Data Engineering 101: Introduction to Data Engineering

Ashtone Onyango
3 min readSep 2, 2022

What is data engineering?

The amount of data collected from many sources over the past 50 years has been steadily growing day by day. Consequently, it is now very difficult to handle and store these data. We can manage this data intelligently and make them valuable for business and user requirements with the aid of emerging technologies like data engineering, artificial intelligence, and machine learning.

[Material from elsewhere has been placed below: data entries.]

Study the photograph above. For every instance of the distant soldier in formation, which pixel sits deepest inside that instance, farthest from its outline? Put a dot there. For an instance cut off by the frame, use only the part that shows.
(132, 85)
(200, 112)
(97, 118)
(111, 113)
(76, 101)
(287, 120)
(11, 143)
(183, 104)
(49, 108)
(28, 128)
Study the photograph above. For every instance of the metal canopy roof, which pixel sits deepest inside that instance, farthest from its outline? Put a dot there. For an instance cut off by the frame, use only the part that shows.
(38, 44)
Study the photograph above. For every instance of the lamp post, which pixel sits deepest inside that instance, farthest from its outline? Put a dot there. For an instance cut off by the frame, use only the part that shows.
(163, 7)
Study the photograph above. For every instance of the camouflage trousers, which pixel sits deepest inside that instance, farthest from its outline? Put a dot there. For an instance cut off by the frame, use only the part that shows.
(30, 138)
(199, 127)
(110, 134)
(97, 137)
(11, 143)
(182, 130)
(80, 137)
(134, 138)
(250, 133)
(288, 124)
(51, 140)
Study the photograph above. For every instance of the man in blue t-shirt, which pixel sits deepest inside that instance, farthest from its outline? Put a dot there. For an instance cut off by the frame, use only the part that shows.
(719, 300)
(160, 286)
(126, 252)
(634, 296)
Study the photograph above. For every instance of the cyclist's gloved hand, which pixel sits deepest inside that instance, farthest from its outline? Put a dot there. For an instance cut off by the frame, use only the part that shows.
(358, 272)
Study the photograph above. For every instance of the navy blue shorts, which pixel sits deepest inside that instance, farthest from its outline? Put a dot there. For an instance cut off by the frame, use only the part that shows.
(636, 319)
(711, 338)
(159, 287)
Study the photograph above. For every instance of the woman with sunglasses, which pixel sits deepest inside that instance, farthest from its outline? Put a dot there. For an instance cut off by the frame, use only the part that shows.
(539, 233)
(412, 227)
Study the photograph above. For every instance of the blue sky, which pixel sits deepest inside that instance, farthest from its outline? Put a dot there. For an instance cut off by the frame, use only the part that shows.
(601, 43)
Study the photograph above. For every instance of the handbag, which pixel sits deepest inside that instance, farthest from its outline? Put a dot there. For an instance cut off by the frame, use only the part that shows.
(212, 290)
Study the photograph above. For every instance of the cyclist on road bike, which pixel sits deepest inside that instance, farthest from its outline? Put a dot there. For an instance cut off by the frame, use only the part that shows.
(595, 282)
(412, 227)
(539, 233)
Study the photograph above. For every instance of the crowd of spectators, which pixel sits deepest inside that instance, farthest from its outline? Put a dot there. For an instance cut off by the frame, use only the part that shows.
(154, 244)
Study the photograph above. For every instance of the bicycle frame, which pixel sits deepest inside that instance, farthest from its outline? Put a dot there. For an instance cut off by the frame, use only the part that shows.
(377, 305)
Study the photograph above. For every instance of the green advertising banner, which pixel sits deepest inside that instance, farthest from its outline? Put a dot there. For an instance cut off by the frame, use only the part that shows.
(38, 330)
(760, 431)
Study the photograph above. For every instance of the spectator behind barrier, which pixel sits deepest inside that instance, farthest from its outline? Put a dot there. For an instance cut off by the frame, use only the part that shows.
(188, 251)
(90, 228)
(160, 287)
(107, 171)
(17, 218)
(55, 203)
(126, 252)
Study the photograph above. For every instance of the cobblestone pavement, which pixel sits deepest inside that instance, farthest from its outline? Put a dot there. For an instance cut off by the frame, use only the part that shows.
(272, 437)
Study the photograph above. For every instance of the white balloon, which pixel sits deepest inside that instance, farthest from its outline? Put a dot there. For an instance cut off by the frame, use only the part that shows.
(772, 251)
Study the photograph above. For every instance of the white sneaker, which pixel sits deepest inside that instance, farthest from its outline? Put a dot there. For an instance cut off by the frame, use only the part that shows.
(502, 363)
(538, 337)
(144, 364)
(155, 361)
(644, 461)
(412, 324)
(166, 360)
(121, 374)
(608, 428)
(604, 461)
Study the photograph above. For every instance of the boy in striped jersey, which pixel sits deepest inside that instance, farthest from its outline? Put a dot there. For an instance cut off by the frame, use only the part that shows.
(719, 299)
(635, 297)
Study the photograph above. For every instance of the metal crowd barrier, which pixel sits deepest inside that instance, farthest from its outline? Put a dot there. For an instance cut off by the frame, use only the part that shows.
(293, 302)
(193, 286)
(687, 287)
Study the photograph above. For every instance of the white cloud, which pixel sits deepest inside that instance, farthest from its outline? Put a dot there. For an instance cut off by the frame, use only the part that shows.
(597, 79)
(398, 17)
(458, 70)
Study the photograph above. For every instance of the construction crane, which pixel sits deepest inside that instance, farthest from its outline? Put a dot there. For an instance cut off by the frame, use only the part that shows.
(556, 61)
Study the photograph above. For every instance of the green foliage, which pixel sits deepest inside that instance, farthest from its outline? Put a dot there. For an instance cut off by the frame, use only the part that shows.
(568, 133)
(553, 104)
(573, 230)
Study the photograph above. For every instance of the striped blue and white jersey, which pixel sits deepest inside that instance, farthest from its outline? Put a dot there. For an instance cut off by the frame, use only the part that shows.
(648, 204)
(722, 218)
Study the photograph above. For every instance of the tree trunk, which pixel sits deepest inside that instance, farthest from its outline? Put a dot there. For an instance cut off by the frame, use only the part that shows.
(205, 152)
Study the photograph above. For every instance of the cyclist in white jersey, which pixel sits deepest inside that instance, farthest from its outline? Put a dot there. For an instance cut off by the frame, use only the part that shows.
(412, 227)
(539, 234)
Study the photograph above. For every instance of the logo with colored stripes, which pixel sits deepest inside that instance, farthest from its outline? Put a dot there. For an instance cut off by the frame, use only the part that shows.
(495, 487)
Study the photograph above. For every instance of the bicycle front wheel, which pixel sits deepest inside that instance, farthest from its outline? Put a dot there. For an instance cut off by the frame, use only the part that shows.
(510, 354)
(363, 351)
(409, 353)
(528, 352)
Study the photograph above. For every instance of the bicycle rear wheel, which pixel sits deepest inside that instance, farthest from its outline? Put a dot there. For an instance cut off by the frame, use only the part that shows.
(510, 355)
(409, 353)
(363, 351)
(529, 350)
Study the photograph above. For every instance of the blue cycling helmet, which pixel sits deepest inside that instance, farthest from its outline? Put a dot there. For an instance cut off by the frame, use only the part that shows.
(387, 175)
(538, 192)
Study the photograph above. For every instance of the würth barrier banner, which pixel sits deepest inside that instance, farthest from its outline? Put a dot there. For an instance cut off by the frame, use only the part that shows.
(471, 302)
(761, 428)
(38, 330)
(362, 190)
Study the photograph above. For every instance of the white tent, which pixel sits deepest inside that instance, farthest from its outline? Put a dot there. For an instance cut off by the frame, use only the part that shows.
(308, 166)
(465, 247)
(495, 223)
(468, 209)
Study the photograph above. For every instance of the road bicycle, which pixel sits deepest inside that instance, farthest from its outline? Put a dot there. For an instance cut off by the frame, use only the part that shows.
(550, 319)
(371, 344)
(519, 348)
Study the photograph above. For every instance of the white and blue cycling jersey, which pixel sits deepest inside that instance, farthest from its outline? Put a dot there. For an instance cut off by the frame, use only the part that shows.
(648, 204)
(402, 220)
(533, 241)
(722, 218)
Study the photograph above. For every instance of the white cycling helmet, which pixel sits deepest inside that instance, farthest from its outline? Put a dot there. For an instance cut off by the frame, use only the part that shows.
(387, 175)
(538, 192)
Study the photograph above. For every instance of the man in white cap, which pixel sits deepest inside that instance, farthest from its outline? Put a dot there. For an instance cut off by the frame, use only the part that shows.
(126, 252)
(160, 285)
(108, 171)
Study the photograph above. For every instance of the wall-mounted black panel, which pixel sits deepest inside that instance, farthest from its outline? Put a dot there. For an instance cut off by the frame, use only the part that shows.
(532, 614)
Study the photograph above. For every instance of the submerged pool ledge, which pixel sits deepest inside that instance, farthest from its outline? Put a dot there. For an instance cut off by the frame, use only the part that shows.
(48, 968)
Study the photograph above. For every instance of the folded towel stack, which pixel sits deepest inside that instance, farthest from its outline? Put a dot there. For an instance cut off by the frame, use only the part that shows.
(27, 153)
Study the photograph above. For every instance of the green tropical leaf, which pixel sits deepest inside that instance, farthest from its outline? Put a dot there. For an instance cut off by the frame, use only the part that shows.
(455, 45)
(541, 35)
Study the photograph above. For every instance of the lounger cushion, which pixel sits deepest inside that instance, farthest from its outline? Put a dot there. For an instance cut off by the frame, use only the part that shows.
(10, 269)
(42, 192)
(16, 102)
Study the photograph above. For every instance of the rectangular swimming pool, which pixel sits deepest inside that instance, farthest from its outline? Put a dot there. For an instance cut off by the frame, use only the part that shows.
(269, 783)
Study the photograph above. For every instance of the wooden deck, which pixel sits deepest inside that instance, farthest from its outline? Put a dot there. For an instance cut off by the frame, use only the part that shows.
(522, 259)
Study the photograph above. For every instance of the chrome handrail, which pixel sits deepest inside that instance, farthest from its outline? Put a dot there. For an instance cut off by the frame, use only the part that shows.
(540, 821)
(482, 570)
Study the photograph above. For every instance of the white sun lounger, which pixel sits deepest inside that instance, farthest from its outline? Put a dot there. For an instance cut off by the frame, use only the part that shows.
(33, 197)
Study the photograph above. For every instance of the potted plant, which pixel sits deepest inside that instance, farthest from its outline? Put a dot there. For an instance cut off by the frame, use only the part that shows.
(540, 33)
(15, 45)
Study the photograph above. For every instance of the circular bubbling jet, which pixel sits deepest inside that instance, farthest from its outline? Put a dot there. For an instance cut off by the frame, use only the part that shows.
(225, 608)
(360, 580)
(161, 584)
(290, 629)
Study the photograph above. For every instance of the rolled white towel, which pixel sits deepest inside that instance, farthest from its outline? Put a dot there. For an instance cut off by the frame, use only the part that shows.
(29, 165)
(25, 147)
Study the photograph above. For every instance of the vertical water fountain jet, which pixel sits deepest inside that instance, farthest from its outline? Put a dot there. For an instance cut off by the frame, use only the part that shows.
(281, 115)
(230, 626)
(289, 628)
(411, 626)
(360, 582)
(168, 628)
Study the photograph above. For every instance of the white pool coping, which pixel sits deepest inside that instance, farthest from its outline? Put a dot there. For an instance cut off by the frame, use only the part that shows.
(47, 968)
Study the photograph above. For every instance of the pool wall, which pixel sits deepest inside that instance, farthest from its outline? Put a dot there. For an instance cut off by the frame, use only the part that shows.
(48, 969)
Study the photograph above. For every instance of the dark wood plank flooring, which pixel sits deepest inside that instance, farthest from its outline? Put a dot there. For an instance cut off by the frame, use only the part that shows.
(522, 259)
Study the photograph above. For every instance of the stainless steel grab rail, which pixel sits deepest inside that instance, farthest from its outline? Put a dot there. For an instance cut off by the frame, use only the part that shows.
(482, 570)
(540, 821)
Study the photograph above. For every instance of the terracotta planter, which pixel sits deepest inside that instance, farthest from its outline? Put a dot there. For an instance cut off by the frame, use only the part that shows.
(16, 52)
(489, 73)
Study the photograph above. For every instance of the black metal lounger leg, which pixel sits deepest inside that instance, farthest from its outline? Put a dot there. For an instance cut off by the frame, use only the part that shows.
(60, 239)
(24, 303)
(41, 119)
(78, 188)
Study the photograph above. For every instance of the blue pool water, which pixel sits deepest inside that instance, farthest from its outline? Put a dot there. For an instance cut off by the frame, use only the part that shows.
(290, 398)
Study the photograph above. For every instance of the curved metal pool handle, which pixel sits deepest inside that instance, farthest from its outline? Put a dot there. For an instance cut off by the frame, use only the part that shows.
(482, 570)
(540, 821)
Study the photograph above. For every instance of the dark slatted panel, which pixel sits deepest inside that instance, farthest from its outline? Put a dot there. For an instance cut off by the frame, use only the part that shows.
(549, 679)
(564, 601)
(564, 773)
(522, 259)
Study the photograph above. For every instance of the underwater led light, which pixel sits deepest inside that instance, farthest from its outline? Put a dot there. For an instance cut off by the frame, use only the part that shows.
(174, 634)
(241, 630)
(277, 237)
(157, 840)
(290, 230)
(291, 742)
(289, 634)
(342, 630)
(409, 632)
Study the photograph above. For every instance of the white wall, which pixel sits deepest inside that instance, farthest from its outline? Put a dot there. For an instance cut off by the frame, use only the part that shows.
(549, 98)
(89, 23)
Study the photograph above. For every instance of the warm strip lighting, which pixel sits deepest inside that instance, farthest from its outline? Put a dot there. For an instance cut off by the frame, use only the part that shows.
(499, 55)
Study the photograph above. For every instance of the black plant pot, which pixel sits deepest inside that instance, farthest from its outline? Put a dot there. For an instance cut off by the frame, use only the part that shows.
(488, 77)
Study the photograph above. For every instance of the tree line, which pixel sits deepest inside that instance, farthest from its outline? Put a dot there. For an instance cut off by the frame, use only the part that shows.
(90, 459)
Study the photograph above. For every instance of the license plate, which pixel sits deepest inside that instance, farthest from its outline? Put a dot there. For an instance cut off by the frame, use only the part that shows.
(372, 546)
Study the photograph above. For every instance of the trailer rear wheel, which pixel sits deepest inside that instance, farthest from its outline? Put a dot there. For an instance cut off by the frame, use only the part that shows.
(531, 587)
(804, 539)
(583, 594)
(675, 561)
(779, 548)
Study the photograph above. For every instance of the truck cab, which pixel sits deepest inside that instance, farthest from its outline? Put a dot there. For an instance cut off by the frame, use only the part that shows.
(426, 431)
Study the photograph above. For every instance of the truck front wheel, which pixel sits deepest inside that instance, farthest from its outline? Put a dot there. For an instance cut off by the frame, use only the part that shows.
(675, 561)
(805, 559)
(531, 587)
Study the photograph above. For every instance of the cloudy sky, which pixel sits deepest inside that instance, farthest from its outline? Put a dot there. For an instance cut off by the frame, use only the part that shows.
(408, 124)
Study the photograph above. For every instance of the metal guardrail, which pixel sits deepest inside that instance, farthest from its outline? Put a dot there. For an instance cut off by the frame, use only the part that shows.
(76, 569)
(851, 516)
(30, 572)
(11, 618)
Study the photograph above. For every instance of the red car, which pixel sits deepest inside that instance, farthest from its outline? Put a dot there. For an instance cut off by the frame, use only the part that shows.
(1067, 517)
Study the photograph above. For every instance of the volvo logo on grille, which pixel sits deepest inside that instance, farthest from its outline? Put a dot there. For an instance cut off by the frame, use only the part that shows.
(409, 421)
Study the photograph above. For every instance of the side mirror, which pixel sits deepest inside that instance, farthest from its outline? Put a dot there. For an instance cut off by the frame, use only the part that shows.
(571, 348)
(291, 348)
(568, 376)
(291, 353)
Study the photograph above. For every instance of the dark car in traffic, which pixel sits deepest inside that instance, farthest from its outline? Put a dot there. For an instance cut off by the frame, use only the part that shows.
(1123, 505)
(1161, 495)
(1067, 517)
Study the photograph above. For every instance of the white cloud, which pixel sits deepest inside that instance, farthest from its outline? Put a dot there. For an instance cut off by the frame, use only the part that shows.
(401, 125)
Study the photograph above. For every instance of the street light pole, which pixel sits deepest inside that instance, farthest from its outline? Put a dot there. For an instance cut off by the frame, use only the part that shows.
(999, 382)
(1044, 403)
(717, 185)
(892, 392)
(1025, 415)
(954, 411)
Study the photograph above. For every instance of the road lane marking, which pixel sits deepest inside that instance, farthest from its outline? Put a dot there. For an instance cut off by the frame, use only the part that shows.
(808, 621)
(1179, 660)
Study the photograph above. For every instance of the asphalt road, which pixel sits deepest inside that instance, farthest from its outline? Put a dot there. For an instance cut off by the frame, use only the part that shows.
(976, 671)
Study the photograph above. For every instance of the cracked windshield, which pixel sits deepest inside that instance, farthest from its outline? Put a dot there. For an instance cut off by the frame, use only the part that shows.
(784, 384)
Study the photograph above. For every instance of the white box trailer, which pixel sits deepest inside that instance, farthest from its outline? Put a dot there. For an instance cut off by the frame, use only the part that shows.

Large-scale data gathering, storage, and analysis systems are designed and built through the process of data engineering. It covers a wide range of topics and has use cases in almost every industry. We can gather vast amounts of data, but to make sure that the data is useable by the time it reaches data scientists and analysts, the right people and technology are needed.

Source: medium.com

This post in the series aims to familiarize the reader with data engineering and the tools they are likely to use along the way. ETL (extract, transform, and load) pipelines can be used to accomplish the goal of data engineering, which is to make the data accessible and available to data-driven processes.

Source: medium.com

Roles of data engineers, data scientists, and data analysts

Data scientists are also statisticians and data managers. They handle entire data science initiatives. They support the creation of predictive modeling processes, large-scale data archiving, and results reporting.

Data analysts, often referred to as business analysts, frequently assist individuals from throughout the organization in understanding certain query charts from data via dashboards.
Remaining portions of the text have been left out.